I am working on the exercise of determining when $\sum_{n=1}^{\infty}\frac{\sin n}{n^p}$ converges conditionally. I know if $p\leq0$ it cannot converge by the vanishing condition, and if $p>1$ the series converges absolutely and hence conditionally as well. For the area $0<p<1$, I am completely lost however.

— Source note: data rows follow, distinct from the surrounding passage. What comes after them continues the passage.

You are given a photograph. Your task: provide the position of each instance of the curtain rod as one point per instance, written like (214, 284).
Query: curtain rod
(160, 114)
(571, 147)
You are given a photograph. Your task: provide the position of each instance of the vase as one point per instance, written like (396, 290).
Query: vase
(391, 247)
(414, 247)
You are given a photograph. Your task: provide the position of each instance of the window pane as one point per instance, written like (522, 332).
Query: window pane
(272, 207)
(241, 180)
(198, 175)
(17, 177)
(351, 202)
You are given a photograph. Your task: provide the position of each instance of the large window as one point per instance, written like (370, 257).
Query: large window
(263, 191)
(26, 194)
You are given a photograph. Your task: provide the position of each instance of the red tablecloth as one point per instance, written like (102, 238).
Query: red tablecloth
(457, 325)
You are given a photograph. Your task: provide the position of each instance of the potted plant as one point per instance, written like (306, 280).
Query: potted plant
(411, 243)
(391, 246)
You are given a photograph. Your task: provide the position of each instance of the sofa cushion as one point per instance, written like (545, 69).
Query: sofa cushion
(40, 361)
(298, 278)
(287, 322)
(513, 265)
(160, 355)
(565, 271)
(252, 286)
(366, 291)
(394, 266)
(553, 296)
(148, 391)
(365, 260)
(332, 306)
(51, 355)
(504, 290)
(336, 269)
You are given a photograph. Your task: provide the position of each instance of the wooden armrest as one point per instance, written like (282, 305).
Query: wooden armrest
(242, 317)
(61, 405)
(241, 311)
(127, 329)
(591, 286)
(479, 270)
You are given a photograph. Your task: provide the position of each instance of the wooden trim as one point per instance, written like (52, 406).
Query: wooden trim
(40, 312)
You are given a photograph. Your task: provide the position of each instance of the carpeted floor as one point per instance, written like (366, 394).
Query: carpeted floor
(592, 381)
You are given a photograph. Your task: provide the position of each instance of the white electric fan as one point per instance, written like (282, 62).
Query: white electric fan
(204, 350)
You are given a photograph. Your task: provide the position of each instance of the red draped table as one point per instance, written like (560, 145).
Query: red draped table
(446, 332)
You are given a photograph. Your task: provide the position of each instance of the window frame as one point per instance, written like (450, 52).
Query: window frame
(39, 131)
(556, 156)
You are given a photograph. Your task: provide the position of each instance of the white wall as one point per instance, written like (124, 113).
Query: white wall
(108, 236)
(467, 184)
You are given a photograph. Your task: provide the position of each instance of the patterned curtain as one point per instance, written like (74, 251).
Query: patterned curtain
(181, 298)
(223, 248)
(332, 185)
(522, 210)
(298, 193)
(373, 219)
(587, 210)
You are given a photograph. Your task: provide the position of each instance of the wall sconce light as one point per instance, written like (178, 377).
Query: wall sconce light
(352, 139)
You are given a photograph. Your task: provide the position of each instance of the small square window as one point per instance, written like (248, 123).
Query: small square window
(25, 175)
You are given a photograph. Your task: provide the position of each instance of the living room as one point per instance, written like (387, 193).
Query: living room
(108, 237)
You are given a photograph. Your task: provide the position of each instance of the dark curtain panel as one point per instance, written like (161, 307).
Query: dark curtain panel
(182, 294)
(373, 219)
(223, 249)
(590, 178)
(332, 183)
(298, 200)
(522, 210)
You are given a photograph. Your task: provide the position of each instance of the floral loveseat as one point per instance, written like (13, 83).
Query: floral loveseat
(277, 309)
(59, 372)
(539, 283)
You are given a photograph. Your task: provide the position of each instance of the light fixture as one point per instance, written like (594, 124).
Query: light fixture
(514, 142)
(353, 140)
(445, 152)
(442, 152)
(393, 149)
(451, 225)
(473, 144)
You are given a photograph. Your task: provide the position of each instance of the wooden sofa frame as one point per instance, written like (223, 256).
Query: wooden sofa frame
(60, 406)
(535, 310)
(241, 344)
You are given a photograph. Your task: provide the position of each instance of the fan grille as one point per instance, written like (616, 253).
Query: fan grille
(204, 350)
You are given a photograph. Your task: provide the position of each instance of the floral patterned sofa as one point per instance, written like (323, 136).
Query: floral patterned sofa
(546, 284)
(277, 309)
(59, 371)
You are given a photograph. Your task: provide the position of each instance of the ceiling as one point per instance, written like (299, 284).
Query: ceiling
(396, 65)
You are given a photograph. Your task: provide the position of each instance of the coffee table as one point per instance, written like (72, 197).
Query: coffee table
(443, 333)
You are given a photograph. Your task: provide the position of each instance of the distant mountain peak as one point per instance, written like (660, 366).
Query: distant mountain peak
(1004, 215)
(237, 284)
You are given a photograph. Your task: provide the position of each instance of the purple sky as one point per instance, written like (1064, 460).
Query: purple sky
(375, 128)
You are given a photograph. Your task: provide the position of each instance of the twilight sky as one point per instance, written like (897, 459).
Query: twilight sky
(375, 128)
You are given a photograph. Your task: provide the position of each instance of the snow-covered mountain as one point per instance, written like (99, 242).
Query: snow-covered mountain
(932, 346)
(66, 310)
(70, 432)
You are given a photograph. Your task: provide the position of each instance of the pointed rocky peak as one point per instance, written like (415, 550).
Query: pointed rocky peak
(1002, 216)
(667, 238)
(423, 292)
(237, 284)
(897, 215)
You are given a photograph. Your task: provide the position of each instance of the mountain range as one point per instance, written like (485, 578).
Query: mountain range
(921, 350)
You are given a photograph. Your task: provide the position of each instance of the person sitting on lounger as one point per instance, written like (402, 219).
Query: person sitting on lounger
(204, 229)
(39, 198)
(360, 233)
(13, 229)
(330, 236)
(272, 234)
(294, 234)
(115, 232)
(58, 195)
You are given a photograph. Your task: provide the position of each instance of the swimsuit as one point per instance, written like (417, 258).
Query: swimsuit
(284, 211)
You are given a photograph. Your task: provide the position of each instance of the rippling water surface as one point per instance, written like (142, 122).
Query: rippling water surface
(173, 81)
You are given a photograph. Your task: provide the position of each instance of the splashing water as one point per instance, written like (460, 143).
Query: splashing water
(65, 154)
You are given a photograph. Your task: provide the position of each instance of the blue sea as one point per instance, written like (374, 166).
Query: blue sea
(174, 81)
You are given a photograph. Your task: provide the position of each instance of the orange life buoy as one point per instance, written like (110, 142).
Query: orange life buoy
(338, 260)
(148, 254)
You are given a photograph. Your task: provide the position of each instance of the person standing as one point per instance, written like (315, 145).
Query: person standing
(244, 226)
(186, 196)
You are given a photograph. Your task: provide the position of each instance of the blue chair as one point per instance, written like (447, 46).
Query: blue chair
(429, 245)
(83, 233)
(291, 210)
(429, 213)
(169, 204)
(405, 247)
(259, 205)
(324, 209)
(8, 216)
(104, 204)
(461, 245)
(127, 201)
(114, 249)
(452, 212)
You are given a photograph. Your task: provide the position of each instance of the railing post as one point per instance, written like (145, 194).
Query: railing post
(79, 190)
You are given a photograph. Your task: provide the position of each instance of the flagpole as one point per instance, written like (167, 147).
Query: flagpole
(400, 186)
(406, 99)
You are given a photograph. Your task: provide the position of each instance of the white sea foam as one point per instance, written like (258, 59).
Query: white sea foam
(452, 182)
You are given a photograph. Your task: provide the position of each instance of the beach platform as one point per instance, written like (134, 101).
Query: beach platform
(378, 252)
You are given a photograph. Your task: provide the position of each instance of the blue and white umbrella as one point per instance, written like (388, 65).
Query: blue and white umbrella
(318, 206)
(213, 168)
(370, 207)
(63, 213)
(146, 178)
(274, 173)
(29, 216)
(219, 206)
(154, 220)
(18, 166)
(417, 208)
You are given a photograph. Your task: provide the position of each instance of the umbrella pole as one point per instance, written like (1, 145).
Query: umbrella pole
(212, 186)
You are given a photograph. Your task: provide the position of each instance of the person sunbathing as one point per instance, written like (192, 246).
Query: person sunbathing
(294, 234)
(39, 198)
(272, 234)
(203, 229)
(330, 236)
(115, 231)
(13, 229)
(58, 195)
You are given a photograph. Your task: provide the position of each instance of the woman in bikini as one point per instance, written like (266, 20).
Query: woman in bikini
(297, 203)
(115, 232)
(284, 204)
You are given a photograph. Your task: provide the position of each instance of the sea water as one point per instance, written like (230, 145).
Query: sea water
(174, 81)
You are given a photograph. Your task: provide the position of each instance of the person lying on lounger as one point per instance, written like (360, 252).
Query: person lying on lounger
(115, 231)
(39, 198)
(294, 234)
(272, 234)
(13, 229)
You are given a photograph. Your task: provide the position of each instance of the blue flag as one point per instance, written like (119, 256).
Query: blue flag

I have seen some proofs online that $\sum_{n=1}^{\infty}\frac{\sin n}{n}$ converges conditionally, but this is done using techniques that are way out of my reach (I’m in an introductory analysis class).
The first part of the exercise was to prove that $\sum_{n=1}^{N}\sin n=\frac{\sin(\frac{N+1}{2})\sin(\frac{N}{2})}{\sin(\frac{1}{2})}$, so I think this could be used in some way.
Your are completely right assuming that
$$\sum_{n=1}^{N}\sin n=\frac{\sin(\frac{N+1}{2})\sin(\frac{N}{2})}{\sin(\frac{1}{2})}$$
is an important fact in considering the convergence of the series. In fact this demonstrates that the absolute value of the partial sums of $$ \sum_{n=1}^{N}\sin n $$ is bounded by $\frac{1}{\sin\frac12}$.
Thus by Dirichlet's test the series $\sum_{n=1}^{\infty}\frac{\sin n}{n^p}$ with $p>0$ is convergent.